Birding Wire

National Science Foundation Grants $10 Millon to eBird

The National Science Foundation (NSF) announced $30 million in funding to three Expeditions in Computing projects. Each grant will provide $10 million over five years to interdisciplinary, multi-investigator research teams to support transformative computing and information technology research. The Expeditions projects constitute the largest single investments in computer and information science research NSF has made. One of these $10 million grants was awarded to a team lead by Carla Gomes of Cornell University to advance Computational Sustainability, which aims to apply computational techniques to balance environmental, economic and societal needs to support sustainable development and a sustainable future. The eBird Team frequently collaborates with Carla and her team—please read more to learn about her work and the official NSF press release showcasing our new abundance map of Tree Swallow.

The animation shows the annual cycle of the entire Tree Swallow population. The "hotter" the color, the higher relative abundance of the population at that location. This visualization allows us to see how Tree Swallows migrate across the continent and to identify the most important regions during each phase of the journey.

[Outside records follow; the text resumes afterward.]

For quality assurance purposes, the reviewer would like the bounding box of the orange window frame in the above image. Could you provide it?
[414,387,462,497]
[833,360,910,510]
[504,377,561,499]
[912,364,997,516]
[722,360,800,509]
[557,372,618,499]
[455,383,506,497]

In the winter, Tree Swallows concentrate into distinct eastern and western sub-populations. As the spring migration begins, these populations explode northward and expand across the entire continent into their breeding grounds. The fall migration proceeds at a more leisurely pace as the populations return south, separating, and then concentrating into the Central Valley of California, the lower Mississippi River valley and Florida.

The animation was produced using the Spatio-Temporal Exploratory Model to predict population abundances across broad spatial and temporal scales. By relating local environmental features derived from NASA remote sensing data to observations of species from eBird, the model can discover complex spatio-temporal patterns and make predictions at unsampled locations and times.